Hi - I am an ammy who is being asked to bring along my 40D on a trip to Atlanta next week to get some images of a new facility of ours. I'd really like a wide angle for this but do not own one (am currently shoppping...)

Since this came up so quickly, I did some research and the online rental places all ship USPS. I am leaving Tuesday AM. Do you all know of any rental companies that will overnight a lens rental? 

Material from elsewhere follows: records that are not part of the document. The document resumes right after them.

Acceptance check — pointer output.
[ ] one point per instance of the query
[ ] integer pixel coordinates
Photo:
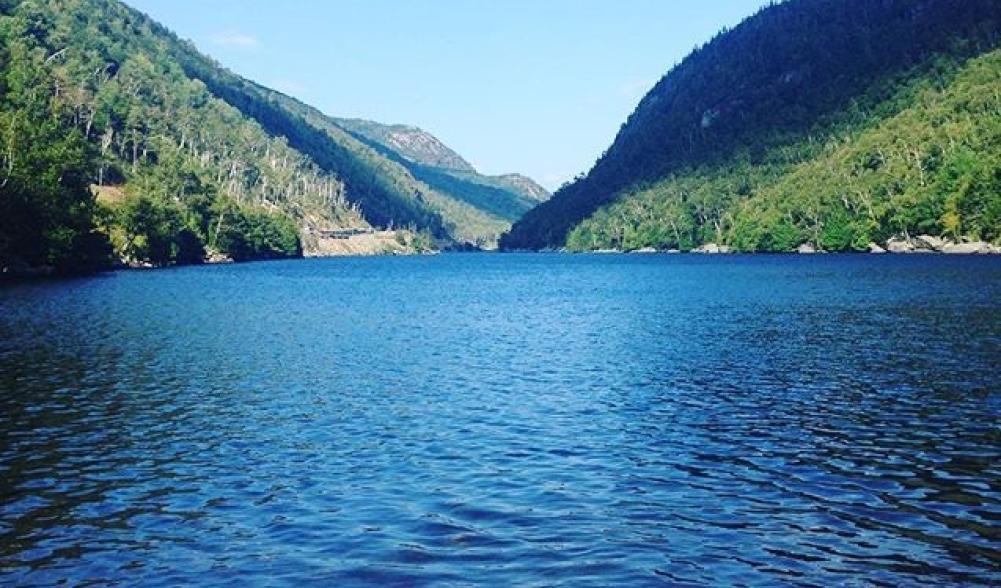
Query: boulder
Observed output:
(970, 248)
(712, 248)
(899, 245)
(931, 242)
(217, 257)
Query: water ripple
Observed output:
(508, 420)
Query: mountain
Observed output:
(832, 123)
(503, 199)
(117, 139)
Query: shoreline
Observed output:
(44, 273)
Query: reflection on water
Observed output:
(506, 420)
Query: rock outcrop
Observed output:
(712, 248)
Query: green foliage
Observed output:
(932, 167)
(786, 87)
(106, 97)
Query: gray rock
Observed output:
(928, 241)
(712, 249)
(970, 248)
(899, 245)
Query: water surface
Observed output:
(503, 420)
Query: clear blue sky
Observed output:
(535, 86)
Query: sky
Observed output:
(532, 86)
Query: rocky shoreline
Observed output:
(924, 243)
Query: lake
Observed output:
(506, 420)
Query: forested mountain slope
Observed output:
(117, 139)
(504, 197)
(711, 152)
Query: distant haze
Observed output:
(535, 87)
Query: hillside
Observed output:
(505, 198)
(729, 146)
(119, 140)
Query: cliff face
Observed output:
(412, 143)
(490, 203)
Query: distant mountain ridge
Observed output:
(735, 117)
(503, 198)
(411, 142)
(188, 159)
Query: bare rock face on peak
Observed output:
(485, 205)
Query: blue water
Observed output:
(506, 420)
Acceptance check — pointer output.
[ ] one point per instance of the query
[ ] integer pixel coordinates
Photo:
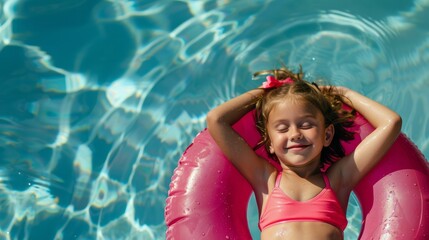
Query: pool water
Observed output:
(99, 98)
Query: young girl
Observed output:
(301, 126)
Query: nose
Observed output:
(295, 134)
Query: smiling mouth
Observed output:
(297, 147)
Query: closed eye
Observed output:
(307, 125)
(282, 128)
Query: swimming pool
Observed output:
(100, 98)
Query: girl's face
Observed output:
(297, 132)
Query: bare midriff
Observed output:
(302, 231)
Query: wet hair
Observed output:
(327, 100)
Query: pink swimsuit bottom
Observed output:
(324, 207)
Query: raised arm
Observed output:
(219, 124)
(368, 153)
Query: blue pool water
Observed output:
(99, 98)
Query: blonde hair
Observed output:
(326, 99)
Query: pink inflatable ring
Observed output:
(208, 197)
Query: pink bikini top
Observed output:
(324, 207)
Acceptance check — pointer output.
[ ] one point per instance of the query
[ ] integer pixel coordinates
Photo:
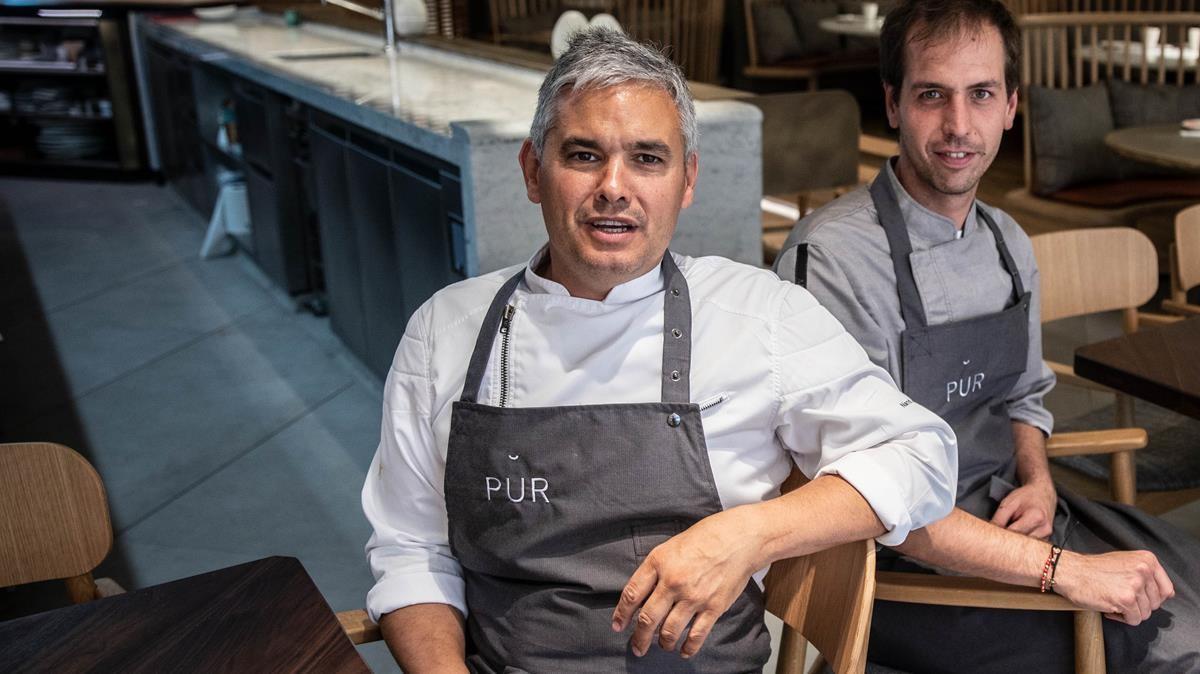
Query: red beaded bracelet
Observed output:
(1050, 567)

Thanks in advance for your help.


----------



## Big Mike (Feb 1, 2008)

http://prophotorental.com


----------



## Sideburns (Feb 1, 2008)

Where are you from?  You can also call around locally to your camera shops...some rent.


----------



## MarcusM (Feb 1, 2008)

Big Mike said:


> http://prophotorental.com



Wow, that's awesome! I didn't even realize there were camera gear rental places online! What a great opportunity to try before you buy!


----------



## Big Mike (Feb 2, 2008)

If I'm not mistaken, someone from that site (owner maybe) is a member here.  They were collecting information about what people would want to rent.


----------



## Mike_E (Feb 2, 2008)

Calumet just recently sent me a catalog for rental equipment.

You can download the catalog here.. http://www.calumetphoto.com/ctl?ac.ui.if=text/rentaldest.jsp&ac.ui.pn=common.IncSel


----------



## Jeff Canes (Feb 2, 2008)

SierraBravo said:


> Hi - I am an ammy who is being asked to bring along my 40D on a trip to Atlanta next week to get some images of a new facility of ours. I'd really like a wide angle for this but do not own one (am currently shoppping...)
> 
> Since this came up so quickly, I did some research and the online rental places all ship USPS. I am leaving Tuesday AM. Do you all know of any rental companies that will overnight a lens rental?
> 
> Thanks in advance for your help.


Call KEH.com in Atlanta to see if they do, or if not they should knew who does in Atlanta


----------



## MarcusM (Feb 2, 2008)

Darn...I was hoping to rent out the Nikon D3 from ProPhoto. They only have the Nikon D300. Looks like Calumet has it but under price it says "Call". That's always a sign that it's going to be up in price.


----------



## SierraBravo (Feb 4, 2008)

Thank you Big Mike! Looks like your site is going to be able to help me out.

Sarah


----------



## DHammer (Feb 4, 2008)

I use lensrental.com myself they have been great


----------